Montreal-based musician Elizabeth Shepherd is a delight to listen to.
With a gorgeous jazz sound that combines several other influences, her music is a truly inventive audio blend. Local music lovers can see her musical talent first-hand this Friday when she performs at the Dominion-Chalmers Church (355 Cooper St.) at 7:30 pm as part of Ottawa’s Winter Jazz Festival.
(If you’re not familiar with her work surf over to this YouTube page).
With an impressive discography that includes five albums and one release of remixes, it is no surprise that her latest recent The Signal was recently nominated for a Juno as best jazz vocal album. Some critics have also named it as the best or among the best jazz records of 2014.
For Shepherd, however, the special significance of The Signal comes not from the critical acclaim it has received but rather from a very personal moment in her life.
“The whole album is dedicated to (my daughter) and her coming into my life,” she tells Apartment613 in a phone interview.

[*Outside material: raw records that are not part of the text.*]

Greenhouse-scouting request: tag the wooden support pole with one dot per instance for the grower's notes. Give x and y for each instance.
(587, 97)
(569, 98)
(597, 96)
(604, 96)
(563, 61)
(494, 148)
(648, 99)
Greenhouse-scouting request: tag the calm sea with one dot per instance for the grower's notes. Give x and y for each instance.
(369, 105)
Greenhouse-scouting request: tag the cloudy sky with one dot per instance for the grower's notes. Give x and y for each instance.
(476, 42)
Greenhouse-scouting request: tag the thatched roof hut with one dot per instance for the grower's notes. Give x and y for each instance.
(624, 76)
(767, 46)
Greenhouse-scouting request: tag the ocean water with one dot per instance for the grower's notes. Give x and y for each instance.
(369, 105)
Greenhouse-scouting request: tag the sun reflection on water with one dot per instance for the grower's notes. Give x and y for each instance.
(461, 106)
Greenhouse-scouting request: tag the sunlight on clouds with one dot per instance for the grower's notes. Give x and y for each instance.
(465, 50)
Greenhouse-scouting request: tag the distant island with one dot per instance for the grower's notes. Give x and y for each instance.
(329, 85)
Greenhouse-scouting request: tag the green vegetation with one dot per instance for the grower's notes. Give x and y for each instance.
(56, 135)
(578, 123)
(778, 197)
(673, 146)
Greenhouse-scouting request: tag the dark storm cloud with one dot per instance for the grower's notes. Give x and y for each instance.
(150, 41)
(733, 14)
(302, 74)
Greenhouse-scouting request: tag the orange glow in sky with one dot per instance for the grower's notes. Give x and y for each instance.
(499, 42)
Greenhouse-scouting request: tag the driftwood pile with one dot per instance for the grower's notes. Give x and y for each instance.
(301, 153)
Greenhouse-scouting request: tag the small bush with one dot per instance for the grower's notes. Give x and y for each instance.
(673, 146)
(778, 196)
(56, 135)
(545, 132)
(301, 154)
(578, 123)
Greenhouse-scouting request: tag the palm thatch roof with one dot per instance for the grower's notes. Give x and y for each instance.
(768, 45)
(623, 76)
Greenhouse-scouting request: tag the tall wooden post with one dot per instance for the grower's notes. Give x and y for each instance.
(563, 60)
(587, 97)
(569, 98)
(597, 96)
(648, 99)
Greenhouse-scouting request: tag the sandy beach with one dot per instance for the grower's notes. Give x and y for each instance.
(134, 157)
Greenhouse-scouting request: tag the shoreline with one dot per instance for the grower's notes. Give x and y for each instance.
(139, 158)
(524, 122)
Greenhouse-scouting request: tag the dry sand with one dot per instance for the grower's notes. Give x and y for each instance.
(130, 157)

Since becoming a mother for the first time three years ago, Shepherd has come to think deeply about her role as an artist. While always being politically conscious, she says that becoming a parent has given her a new perspective on fostering social change.

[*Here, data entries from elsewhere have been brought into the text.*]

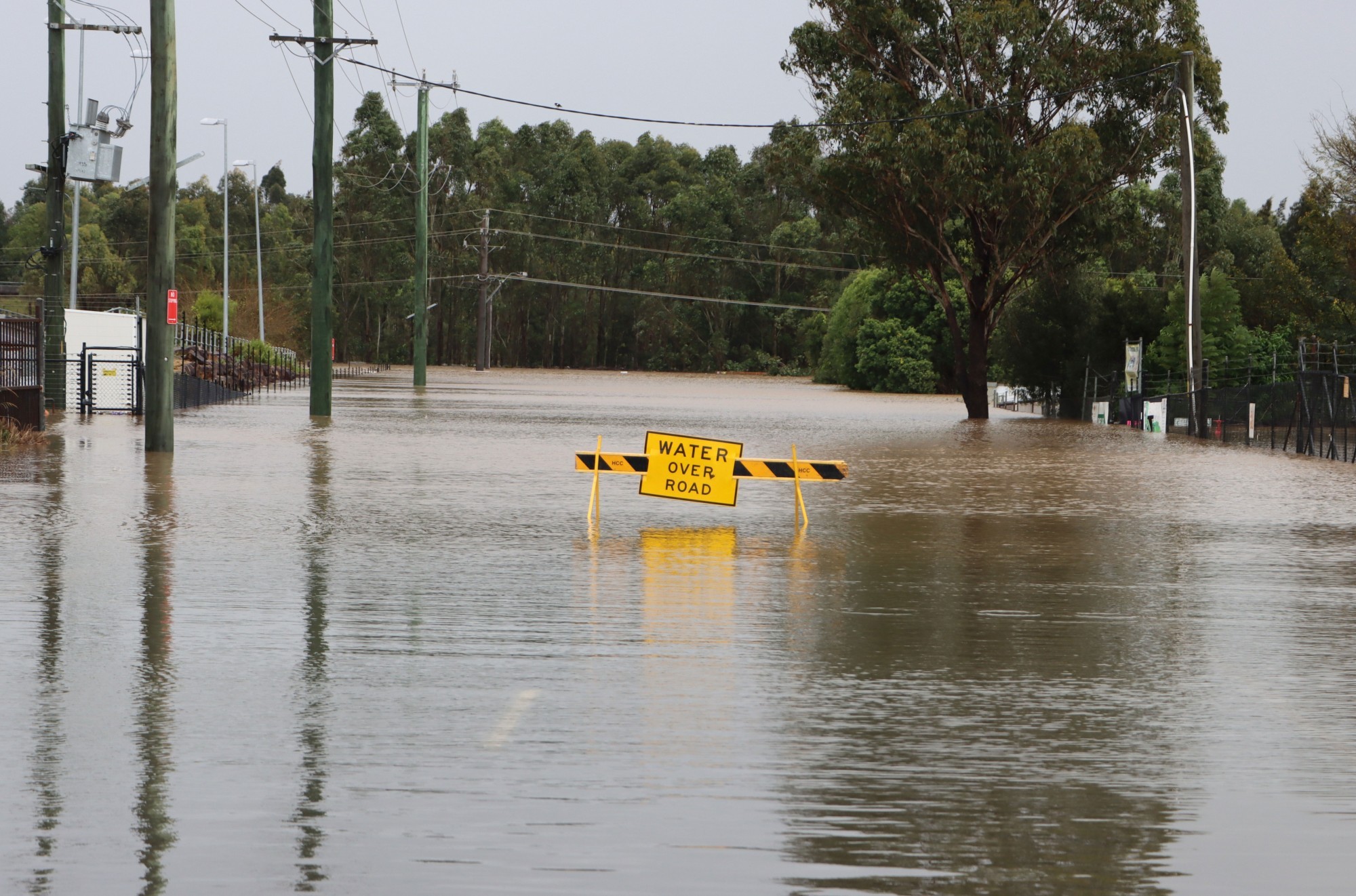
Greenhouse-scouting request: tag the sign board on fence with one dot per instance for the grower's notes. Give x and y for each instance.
(691, 470)
(1156, 415)
(1133, 367)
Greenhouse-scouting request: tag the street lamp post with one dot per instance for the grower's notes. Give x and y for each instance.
(254, 177)
(226, 227)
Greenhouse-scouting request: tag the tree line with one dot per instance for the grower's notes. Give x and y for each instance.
(989, 193)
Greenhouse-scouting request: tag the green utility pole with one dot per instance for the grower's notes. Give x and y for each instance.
(323, 203)
(323, 200)
(483, 306)
(422, 247)
(165, 189)
(55, 322)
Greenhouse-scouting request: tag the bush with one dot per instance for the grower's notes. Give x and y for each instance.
(894, 359)
(764, 363)
(16, 436)
(207, 311)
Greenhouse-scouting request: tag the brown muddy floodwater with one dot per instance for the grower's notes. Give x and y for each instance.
(386, 657)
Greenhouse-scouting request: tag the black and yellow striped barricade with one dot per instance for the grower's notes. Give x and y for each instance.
(703, 471)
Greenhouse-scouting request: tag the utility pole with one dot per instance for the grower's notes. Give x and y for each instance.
(483, 306)
(323, 203)
(75, 185)
(1191, 265)
(165, 186)
(55, 375)
(422, 246)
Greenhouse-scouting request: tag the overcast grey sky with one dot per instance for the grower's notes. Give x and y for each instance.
(690, 59)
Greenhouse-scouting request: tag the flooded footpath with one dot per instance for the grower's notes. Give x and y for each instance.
(384, 655)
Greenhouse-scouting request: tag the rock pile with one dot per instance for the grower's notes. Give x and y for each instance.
(241, 375)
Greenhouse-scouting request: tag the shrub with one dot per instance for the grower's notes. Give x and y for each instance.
(894, 359)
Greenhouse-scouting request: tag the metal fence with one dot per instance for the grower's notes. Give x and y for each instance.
(1296, 402)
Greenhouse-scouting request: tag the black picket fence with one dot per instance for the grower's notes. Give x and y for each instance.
(1311, 411)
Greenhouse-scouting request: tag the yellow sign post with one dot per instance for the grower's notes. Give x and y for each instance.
(691, 470)
(703, 471)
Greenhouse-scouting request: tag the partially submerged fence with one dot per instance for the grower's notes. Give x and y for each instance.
(21, 363)
(1301, 402)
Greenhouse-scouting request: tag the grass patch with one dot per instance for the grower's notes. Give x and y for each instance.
(16, 436)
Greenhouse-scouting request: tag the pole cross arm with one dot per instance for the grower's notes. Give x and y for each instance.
(745, 468)
(302, 39)
(81, 26)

The Signal clearly shows this political side, as she tackles such themes as forced marriages and rape in Africa (“Lion’s Den”), the murder of Trayvon Martin in the United States (“Another Day”) and environmental harm in India as a result of cotton farming (“BT Cotton”).

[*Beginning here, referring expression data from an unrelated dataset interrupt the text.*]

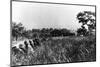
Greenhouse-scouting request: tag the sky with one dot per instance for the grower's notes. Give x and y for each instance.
(42, 15)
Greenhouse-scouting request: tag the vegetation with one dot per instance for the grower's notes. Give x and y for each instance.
(61, 50)
(56, 45)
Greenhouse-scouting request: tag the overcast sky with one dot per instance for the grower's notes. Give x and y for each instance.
(42, 15)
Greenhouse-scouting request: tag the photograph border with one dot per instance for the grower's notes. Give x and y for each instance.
(49, 3)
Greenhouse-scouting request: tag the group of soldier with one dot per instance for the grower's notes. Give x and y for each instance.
(23, 48)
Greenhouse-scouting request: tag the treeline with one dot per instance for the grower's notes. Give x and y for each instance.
(18, 30)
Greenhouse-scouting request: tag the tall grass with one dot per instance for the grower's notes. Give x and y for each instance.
(71, 49)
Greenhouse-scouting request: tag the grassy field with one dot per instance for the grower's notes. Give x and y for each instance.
(59, 50)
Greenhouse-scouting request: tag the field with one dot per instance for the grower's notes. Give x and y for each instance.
(59, 50)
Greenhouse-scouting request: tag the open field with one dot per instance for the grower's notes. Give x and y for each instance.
(59, 50)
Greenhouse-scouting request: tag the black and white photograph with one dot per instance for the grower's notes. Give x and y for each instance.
(45, 33)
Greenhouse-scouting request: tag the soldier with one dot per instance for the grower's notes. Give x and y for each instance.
(36, 42)
(26, 46)
(22, 48)
(15, 50)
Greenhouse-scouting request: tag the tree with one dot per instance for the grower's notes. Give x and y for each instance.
(87, 18)
(82, 31)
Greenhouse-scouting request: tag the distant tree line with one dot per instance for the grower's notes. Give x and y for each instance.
(85, 18)
(18, 30)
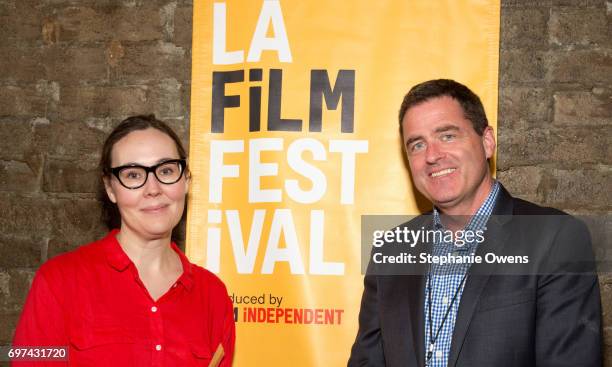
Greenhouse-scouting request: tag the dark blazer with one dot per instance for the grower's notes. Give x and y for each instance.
(548, 316)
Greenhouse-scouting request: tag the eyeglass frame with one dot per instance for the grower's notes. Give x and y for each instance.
(182, 163)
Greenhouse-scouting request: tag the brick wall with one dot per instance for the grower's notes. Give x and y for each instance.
(70, 70)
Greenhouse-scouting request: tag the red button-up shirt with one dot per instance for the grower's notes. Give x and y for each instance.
(93, 301)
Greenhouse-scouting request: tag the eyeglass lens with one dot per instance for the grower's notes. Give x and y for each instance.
(167, 173)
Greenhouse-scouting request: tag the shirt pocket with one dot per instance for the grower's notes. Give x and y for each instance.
(506, 300)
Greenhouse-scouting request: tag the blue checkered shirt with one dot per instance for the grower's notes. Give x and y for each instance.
(446, 279)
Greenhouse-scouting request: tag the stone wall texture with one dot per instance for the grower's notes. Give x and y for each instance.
(70, 70)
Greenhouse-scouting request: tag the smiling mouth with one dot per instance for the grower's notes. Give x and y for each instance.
(443, 172)
(154, 208)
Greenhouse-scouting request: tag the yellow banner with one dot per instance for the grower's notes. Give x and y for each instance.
(294, 136)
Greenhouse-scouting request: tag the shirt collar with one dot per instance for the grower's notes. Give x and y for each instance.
(119, 260)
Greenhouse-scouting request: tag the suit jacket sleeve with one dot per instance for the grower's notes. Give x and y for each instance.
(368, 349)
(568, 321)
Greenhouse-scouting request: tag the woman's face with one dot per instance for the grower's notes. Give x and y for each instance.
(153, 210)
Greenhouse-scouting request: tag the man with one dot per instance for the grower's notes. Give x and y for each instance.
(546, 313)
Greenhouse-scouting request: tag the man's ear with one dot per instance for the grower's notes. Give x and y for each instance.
(187, 180)
(109, 189)
(488, 141)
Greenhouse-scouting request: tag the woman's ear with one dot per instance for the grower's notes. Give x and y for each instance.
(187, 180)
(109, 189)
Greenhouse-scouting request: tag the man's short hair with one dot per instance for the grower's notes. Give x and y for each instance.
(468, 100)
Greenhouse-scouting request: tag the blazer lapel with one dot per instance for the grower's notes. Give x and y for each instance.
(416, 302)
(495, 239)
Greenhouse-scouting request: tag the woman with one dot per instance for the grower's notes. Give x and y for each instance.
(133, 298)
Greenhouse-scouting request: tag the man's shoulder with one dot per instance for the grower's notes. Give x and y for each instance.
(524, 207)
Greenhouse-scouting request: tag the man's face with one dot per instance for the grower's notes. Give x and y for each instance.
(447, 158)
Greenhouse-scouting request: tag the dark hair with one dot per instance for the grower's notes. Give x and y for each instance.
(110, 212)
(468, 100)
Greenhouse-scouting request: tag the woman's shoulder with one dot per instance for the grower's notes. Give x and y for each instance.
(84, 256)
(208, 280)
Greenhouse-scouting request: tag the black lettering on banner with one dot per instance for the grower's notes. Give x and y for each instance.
(219, 100)
(320, 88)
(255, 100)
(275, 122)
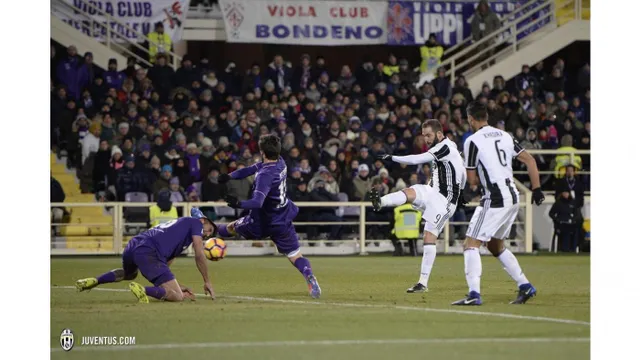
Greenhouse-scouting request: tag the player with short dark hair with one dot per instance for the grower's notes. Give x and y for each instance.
(488, 157)
(152, 252)
(438, 200)
(271, 213)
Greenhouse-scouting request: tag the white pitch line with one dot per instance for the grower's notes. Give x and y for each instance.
(409, 308)
(323, 343)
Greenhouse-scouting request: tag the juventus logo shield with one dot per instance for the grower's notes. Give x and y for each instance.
(66, 339)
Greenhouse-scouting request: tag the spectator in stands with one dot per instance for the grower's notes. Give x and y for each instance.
(163, 211)
(159, 42)
(91, 141)
(128, 179)
(57, 195)
(279, 73)
(572, 183)
(101, 164)
(70, 73)
(324, 214)
(177, 192)
(567, 220)
(163, 181)
(161, 75)
(484, 23)
(361, 183)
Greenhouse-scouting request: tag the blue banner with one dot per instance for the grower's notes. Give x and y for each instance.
(411, 22)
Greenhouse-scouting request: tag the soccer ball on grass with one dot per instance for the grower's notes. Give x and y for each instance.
(215, 249)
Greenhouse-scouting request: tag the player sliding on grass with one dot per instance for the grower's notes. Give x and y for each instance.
(271, 213)
(438, 200)
(152, 252)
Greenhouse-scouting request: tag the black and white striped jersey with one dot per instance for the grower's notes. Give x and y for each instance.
(448, 175)
(490, 151)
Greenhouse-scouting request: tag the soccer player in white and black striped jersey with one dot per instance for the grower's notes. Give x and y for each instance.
(438, 200)
(488, 156)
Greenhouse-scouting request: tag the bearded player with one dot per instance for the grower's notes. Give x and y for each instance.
(152, 252)
(271, 213)
(438, 200)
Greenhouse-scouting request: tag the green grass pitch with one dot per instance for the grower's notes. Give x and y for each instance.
(262, 311)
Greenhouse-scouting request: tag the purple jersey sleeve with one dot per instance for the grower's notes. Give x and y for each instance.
(245, 172)
(260, 192)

Her ability to discuss these and other politically-charged issues are made possible by her impressive skills as a composer. For instance, at the end of Lion’s Den, there is a deeply moving trumpet solo that is both unsettling and powerful, reminding me of the feelings I had when I first heard Miles Davis classic album Bitches Brew.
Shepherd says she chose the solo because the sound of the trumpet can foster sounds similar to human screams. This willingness to tackle horrible themes straight-on, however, is based on a positive hope for the future.
“I don’t want to shy away from anything,” says Shepherd. “Rape is a lot more common than people think, so let’s go ahead and talk about it . . . . I also wanted to get to the complexity, because people do survive and move on.”
Her ability to tackle complexity is not limited to political observations. One of my favourite songs is the title-track The Signal, which opens with a wonderful passage from CBC radio host Laura Brown’s show The Signal. (Album, song, radio show with the same name – some lovely meta work at play here).
Shepherd’s song The Signal feels like you are sharing an intimate conversation with someone in a candlelit bar, with the music providing a haunting soundtrack to a captivating story. Perhaps this image offers a hint on what we can expect for her upcoming performance in Ottawa.
Elizabeth Shepherd plays at the Dominion-Chalmers Church (355 Cooper St.) on Friday, February 13 at 7:30 pm. Tickets are $30.